ÉCA!! Que metáfora mais escatológica!!
- Por que não uma estrela rodeada pelos
planetas de seu sistema?
- Susan, a idéia é minha! Então posso usar a
metáfora que eu quiser para explicá-la!! Voltemos então: imagine que o núcleo
do átomo é uma maçã podre e os elétrons são moscas girando em torno dela...
Ela jogou a toalha. Sabia que era inútil
discutir por uma besteira tão grande como escolher a metáfora mais adequada
para uma explicação científica.
- O que aconteceria se eu movesse a maçã podre
do seu lugar original?
- A nuvem de moscas a seguiria, é lógico...

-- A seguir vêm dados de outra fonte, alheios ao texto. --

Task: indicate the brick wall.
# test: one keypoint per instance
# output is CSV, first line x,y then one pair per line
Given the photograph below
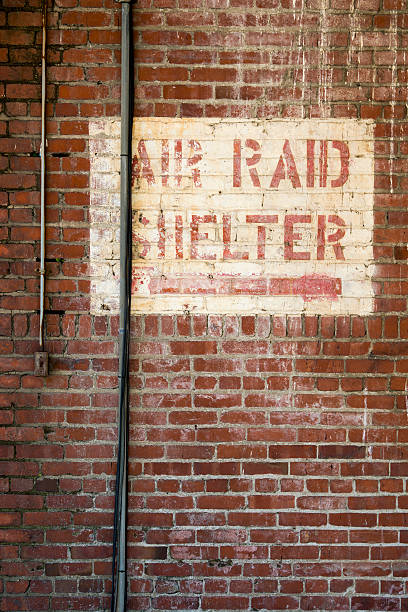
x,y
268,453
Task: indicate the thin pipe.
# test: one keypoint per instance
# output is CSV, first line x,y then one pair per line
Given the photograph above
x,y
119,575
42,156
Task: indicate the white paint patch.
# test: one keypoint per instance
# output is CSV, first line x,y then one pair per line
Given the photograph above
x,y
234,216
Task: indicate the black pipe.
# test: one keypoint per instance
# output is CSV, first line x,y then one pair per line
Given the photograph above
x,y
119,576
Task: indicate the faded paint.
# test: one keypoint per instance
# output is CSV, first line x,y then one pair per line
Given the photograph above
x,y
237,216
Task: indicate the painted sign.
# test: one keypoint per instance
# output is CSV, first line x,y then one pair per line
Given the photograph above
x,y
237,215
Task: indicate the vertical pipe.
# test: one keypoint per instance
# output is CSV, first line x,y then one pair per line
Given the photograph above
x,y
42,155
119,585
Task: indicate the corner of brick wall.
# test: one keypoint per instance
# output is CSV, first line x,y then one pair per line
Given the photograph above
x,y
268,453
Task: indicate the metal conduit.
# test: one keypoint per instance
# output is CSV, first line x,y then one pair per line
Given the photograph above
x,y
42,155
119,576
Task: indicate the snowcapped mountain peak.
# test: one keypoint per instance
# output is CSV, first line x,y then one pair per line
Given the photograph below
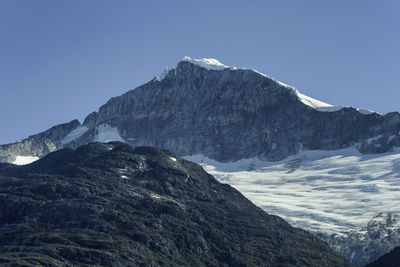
x,y
207,63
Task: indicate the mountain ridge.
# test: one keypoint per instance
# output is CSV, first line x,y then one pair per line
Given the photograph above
x,y
109,204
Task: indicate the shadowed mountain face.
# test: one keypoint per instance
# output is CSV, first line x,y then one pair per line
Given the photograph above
x,y
223,113
114,205
392,259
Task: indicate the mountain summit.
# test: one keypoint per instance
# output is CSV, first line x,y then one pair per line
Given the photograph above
x,y
115,205
202,106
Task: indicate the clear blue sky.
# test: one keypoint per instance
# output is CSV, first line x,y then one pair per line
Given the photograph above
x,y
60,60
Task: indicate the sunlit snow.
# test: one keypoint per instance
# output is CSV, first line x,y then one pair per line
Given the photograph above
x,y
23,160
214,64
74,134
107,133
328,191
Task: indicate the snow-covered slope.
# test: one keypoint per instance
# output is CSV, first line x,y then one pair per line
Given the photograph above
x,y
214,64
23,160
321,191
349,199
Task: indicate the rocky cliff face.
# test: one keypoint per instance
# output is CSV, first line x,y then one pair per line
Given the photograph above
x,y
391,259
37,145
114,205
227,114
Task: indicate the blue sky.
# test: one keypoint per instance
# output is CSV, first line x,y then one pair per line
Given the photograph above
x,y
60,60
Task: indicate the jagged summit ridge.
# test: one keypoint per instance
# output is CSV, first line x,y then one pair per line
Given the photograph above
x,y
215,64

- Está aí então a sua explicação! Apesar de
não afetados pelo campo elétrico, os elétrons serão atraídos pelo núcleo ao
"perceberem" que ele se moveu.
- Tá... E isto não seria equivalente ao
empurrão do propulsor nas costas do astronauta? A nuvem eletrônica não reagiria
a uma inércia ao tentar acompanhar o núcleo?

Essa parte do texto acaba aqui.